From:	Ian Ribas <ian(dot)ribas(at)digitro(dot)com(dot)br>
To:	pgsql-general(at)postgresql(dot)org
Subject:	Re: Optimizer choosing smaller index instead of right one
Date:	2004-04-30 17:08:08
Message-ID:	409287F8.5040209@digitro.com.br
Views:	Raw Message \| Whole Thread \| Download mbox \| Resend email
Lists:	pgsql-general

Effectively, I hadn't seen the cast being done on the field
dt_finalizacao! The query actually runs inside a pgplsql procedure, so
the parameters are unknown constants (variables), but the situation got
much much better when I forced a cast on the constant part of the
condition (as follows), so allowing the planner to correctly choose an
index :

explain analyze SELECT dt_finalizacao
FROM cham_servico
WHERE id_chave_grupo = '7458' AND cod_bxs = 1
AND dt_finalizacao > CAST(to_timestamp ('2004-04-20','YYYY-MM-DD') AS
TIMESTAMP(0) WITHOUT TIME ZONE)
AND dt_finalizacao < CAST(now() AS TIMESTAMP(0) WITHOUT TIME ZONE)
ORDER BY dt_finalizacao ASC LIMIT 1;

QUERY
PLAN

------------------------------------------------------------------------------------------------------------
Limit (cost=0.00..364.98 rows=1 width=8) (actual time=52.73..52.90
rows=1 loops=1)
-> Index Scan using xie1cham_servico on cham_servico
(cost=0.00..9756.63 rows=27 width=8) (actual time=52.73..52.89 rows=2
loops=1)
Index Cond: ((dt_finalizacao >
(to_timestamp('2004-04-20'::text, 'YYYY-MM-DD'::text))::timestamp(0)
without time zone) AND (dt_finalizacao < (now())::timestamp(0) without
time zone))
Filter: ((id_chave_grupo = '7458'::character varying) AND
(cod_bxs = 1))
Total runtime: 53.11 msec
(5 rows)

Unfortunately, I really must use timestamp without time zone for some
other unrelated reasons ...

Thank you very much for your attention

Best wishes,
Ian.

Tom Lane wrote:

>Ian Ribas <ian(dot)ribas(at)digitro(dot)com(dot)br> writes:
>
>
>>The index I created to try to optimize it is "xie3cham_servico", and
>>has all the three columns of the table that are used in the query.
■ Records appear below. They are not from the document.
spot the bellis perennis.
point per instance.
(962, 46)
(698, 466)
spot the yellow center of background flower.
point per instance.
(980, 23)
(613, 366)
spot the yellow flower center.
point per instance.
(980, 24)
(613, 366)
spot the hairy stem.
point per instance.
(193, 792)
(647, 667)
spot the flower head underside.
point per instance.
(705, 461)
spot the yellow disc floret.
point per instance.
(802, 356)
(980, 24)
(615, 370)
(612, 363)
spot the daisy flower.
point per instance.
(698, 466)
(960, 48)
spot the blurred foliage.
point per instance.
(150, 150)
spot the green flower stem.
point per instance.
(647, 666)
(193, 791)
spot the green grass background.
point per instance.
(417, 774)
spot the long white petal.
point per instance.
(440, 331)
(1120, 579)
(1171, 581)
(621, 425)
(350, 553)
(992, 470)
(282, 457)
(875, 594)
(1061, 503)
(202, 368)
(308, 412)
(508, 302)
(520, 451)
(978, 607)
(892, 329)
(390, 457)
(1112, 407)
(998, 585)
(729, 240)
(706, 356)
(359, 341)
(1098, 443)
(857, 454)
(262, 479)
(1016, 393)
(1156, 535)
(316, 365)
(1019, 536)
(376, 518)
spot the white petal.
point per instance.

But
>>the index being used is actually xie2cham_servico (as can be seen
>>below) which has only two columns, one of them completely useless for
>>the query! I'm probably missing some setting, but I couldn't figure
>>out which.
>>
>>
>
>The optimizer's cost equations do say that a smaller index should be
>preferred over a larger one if the number of rows obtainable from the
>index is comparable (which I trust you will agree is reasonable).
>I think the real issue here is a datatype conflict. Look closely
>at the filter conditions:
>
>
>
>> -> Index Scan using xie2cham_servico on cham_servico (cost=0.00..15663.15 rows=26 width=8) (actual time=13604.37..13980.16 rows=3173 loops=1)
>> Index Cond: (id_chave_grupo = '7458'::character varying)
>> Filter: ((cod_bxs = 1) AND ((dt_finalizacao)::timestamp with time zone > to_timestamp('2004-04-20'::text, 'YYYY-MM-DD'::text)) AND ((dt_finalizacao)::timestamp with time zone < now()))
>>
>>
>
>The two comparisons on dt_finalizacao are unindexable because they
>coerce it to a different datatype; the "<" and ">" are the operators on
>timestamp with time zone and so they are not relevant to an index on
>timestamp without time zone.
>
>Very likely your column really ought to be of type timestamp with time
>zone. If you are convinced it should be timestamp without time zone
>then you need to fix the values you are comparing to.
>
>I'm also a bit disturbed by the fact that the rows estimates are off by
>more than two orders of magnitude (26 est vs 3173 actual). It would
>perhaps help if you wrote the boundary date as a simple constant:
>
> ... AND dt_finalizacao > '2004-04-20' AND ...
>
>so that the planner had some chance of comparing the constant to its
>statistics about the distribution of dt_finalizacao. to_timestamp is
>not a constant-foldable function (because it depends on the current
>TimeZone setting) and so the query as you've written it looks like
>
> ... AND dt_finalizacao > unpredictable_expression AND ...
>
>as far as the planner knows. (I'm not sure this will help though;
>it may be that the big problem is that the three columns are not
>independent, which is something the planner doesn't know because it has
>no cross-column statistics.)
>
> regards, tom lane
>
>
>